Tucked away in the massive stimulus package signed by President Obama last week is the largest budget increase in the NIH's history. Thanks to Senator Arlen Specter, the budget of the National Institutes of Health will go from $29 billion to $39 billion -- a whopping 34 percent increase (see this NYT story for details).

I called Dr. Anthony Fauci, director of the National Institute of Allergy and Infectious Diseases (NIAID) and the top federal official responsible for AIDS research, and asked him how much of this increase would go to AIDS. Short answer, we don't know the exact amount at this point, but it should get approximately the same boost as all the other research areas. The current AIDS research budget is $2.9 billion. That could go up by another $1 billion, give or take a couple hundred grand. That's some serious stimulus.

Here's how it will work. The NIH will get an additional $10 billion, which it has to spend within two years. About a quarter of this amount is to be spent on classic infrastructure projects, like new buildings and laboratories at the NIH and university campuses. $7.4 billion will go directly to research, paying for as many as 15,000 additional grants submitted by scientists at universities across the country.

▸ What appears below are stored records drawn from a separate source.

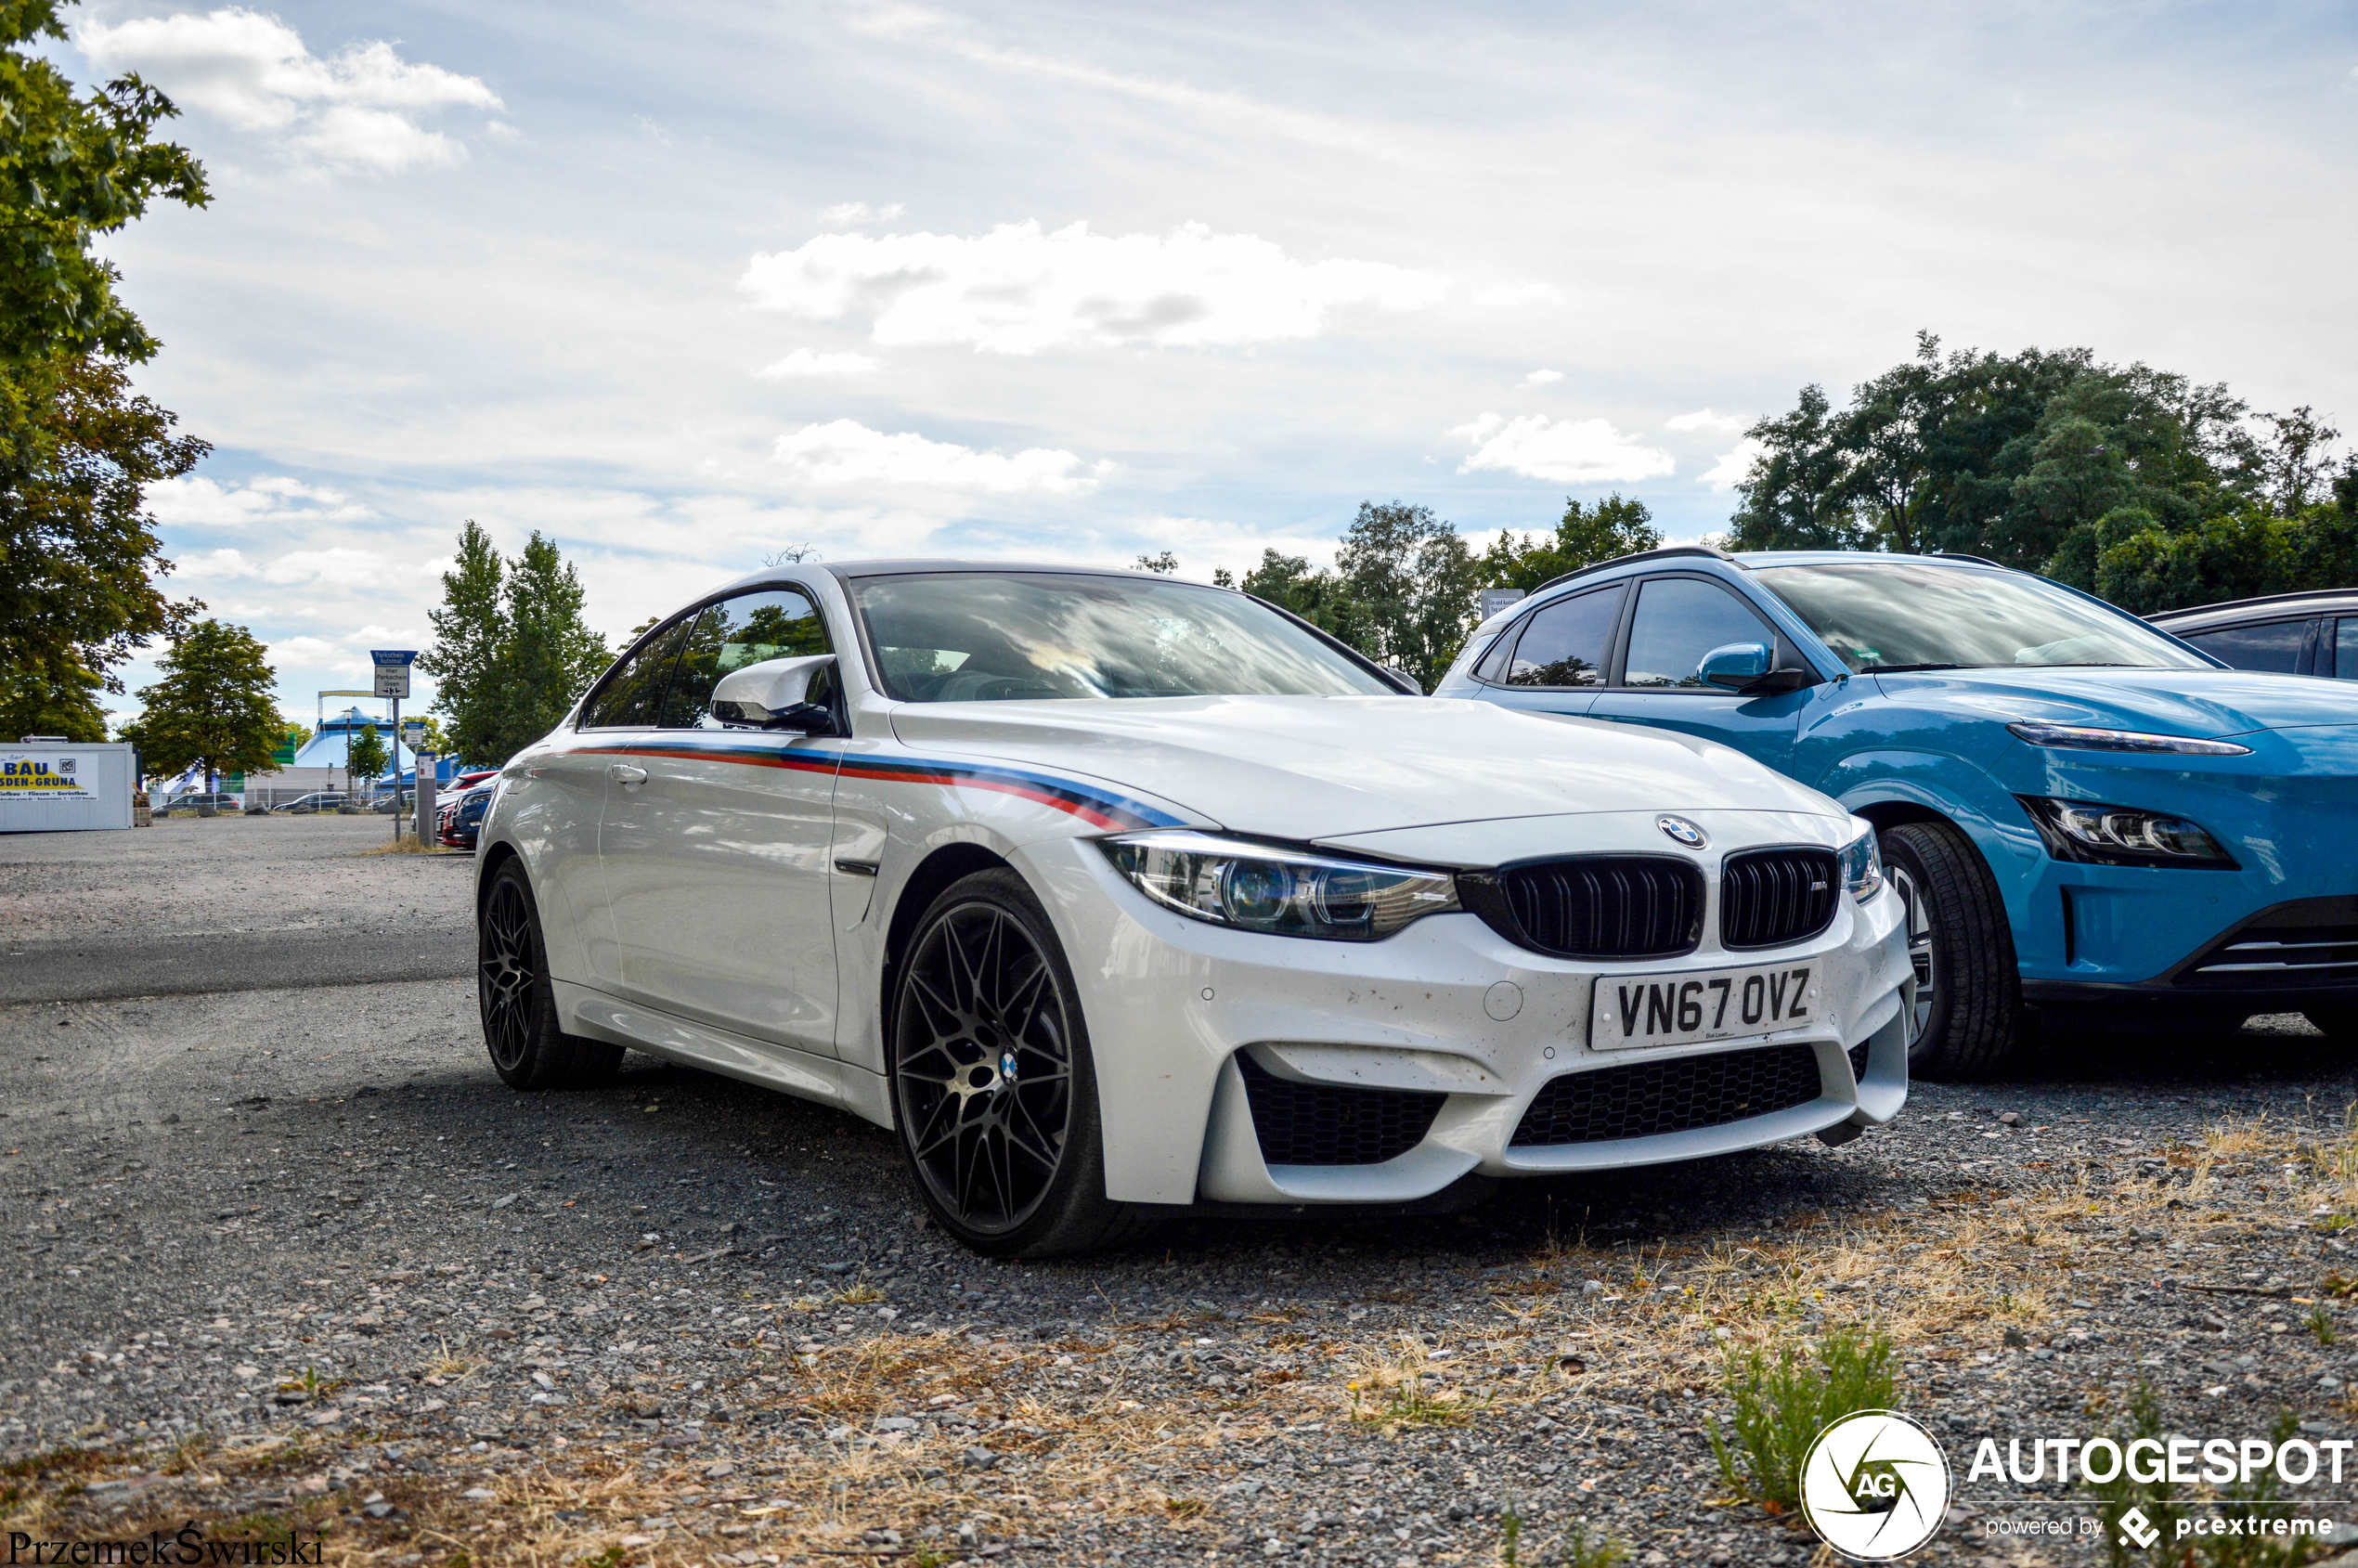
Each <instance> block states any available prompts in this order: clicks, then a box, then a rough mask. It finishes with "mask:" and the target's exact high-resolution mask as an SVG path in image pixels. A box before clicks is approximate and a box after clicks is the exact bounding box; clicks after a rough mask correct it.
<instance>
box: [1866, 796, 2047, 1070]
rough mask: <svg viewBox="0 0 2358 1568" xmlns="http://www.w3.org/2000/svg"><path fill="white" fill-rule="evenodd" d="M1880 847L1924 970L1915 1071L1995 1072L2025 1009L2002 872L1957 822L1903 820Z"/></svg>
mask: <svg viewBox="0 0 2358 1568" xmlns="http://www.w3.org/2000/svg"><path fill="white" fill-rule="evenodd" d="M1879 844H1882V854H1884V868H1886V872H1889V877H1891V884H1893V887H1896V889H1898V894H1901V898H1903V901H1905V905H1908V915H1905V920H1908V960H1910V962H1912V964H1915V974H1917V1009H1915V1019H1912V1028H1910V1040H1908V1073H1910V1078H1931V1080H1941V1078H1978V1075H1983V1073H1990V1070H1995V1068H1997V1063H2002V1061H2004V1059H2007V1054H2009V1052H2011V1049H2014V1030H2016V1023H2018V1019H2021V1012H2023V976H2021V969H2016V962H2014V929H2011V927H2009V924H2007V901H2004V898H2002V896H2000V891H1997V877H1993V875H1990V868H1988V865H1985V863H1983V858H1981V851H1978V849H1974V839H1969V837H1964V832H1962V830H1959V828H1955V825H1952V823H1943V821H1926V823H1901V825H1898V828H1886V830H1884V832H1882V835H1879Z"/></svg>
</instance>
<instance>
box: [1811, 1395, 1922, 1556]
mask: <svg viewBox="0 0 2358 1568" xmlns="http://www.w3.org/2000/svg"><path fill="white" fill-rule="evenodd" d="M1945 1511H1948V1455H1943V1452H1941V1443H1936V1441H1934V1436H1931V1434H1929V1431H1924V1429H1922V1427H1917V1424H1915V1422H1912V1419H1908V1417H1905V1415H1901V1412H1898V1410H1856V1412H1851V1415H1846V1417H1842V1419H1837V1422H1827V1424H1825V1429H1823V1431H1820V1434H1818V1436H1816V1441H1811V1445H1809V1455H1806V1457H1804V1460H1802V1518H1806V1521H1809V1528H1811V1530H1816V1533H1818V1540H1823V1542H1825V1544H1827V1547H1832V1549H1835V1551H1839V1554H1844V1556H1849V1559H1856V1561H1860V1563H1889V1561H1893V1559H1901V1556H1908V1554H1910V1551H1915V1549H1917V1547H1922V1544H1924V1542H1929V1540H1931V1537H1934V1533H1936V1530H1938V1528H1941V1516H1943V1514H1945Z"/></svg>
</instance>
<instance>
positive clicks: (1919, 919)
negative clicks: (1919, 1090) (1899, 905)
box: [1891, 870, 1941, 1049]
mask: <svg viewBox="0 0 2358 1568" xmlns="http://www.w3.org/2000/svg"><path fill="white" fill-rule="evenodd" d="M1891 887H1893V889H1896V891H1898V896H1901V903H1903V905H1905V908H1908V964H1910V967H1912V969H1915V976H1917V1000H1915V1012H1912V1014H1910V1016H1908V1049H1915V1042H1917V1040H1922V1037H1924V1026H1926V1023H1931V1014H1934V1009H1936V1007H1938V1000H1941V960H1938V953H1936V950H1934V941H1931V910H1929V908H1924V891H1922V889H1919V887H1917V882H1915V877H1910V875H1908V872H1905V870H1891Z"/></svg>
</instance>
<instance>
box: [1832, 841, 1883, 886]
mask: <svg viewBox="0 0 2358 1568" xmlns="http://www.w3.org/2000/svg"><path fill="white" fill-rule="evenodd" d="M1842 891H1846V894H1849V896H1851V898H1856V901H1858V903H1865V901H1868V898H1872V896H1875V894H1879V891H1884V856H1882V851H1879V849H1877V846H1875V830H1872V828H1868V830H1865V832H1860V835H1858V837H1856V839H1851V842H1849V844H1844V846H1842Z"/></svg>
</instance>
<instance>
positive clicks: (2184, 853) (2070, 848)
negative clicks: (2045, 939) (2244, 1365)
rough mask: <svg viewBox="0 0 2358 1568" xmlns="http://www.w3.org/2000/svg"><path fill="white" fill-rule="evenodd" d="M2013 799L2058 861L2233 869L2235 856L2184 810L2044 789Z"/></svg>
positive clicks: (2194, 867) (2107, 863) (2128, 864)
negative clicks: (2153, 807)
mask: <svg viewBox="0 0 2358 1568" xmlns="http://www.w3.org/2000/svg"><path fill="white" fill-rule="evenodd" d="M2014 799H2018V802H2023V811H2028V813H2030V821H2033V823H2037V825H2040V837H2042V839H2047V854H2051V856H2054V858H2059V861H2084V863H2089V865H2181V868H2188V870H2235V856H2231V854H2228V851H2226V849H2221V846H2219V839H2214V837H2212V835H2209V832H2205V830H2202V828H2200V825H2198V823H2188V821H2186V818H2184V816H2172V813H2167V811H2139V809H2136V806H2106V804H2099V802H2092V799H2049V797H2044V795H2016V797H2014Z"/></svg>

Each NIH institute will get a share of this $7.4 billion equal to their current allocation of the NIH grants budget. Then it will be up to each institute how to allocate their share. Fauci and the other institute directors will need to scour their current grant programs to find projects that can be funded quickly (within the next two years). They'll do a combination of new grants and increasing the size of some current grants. For new grants, they'll first look at recently submitted grant requests that were scored as worthy of support, but fell just below the previous budget cut-off lines.

So as each institute director looks at their current and potential grants portfolio for AIDS (there is no AIDS institute, but NIAID does more AIDS research than all the others), they'll be looking for what they can fund quickly, or within two years. If their AIDS portfolios offer lots of quick funding options, we'll get our fair share of the new stimulus money.

Fauci was hopeful that AIDS research would get the approximately one-third increase that other disease groups are hoping for. That would mean about $1 billion more over the next two years. That's huge. Combine this with some new found energy among activists and researchers to actually figure out a "functional cure" for AIDS, and we could be entering a golden age of AIDS research.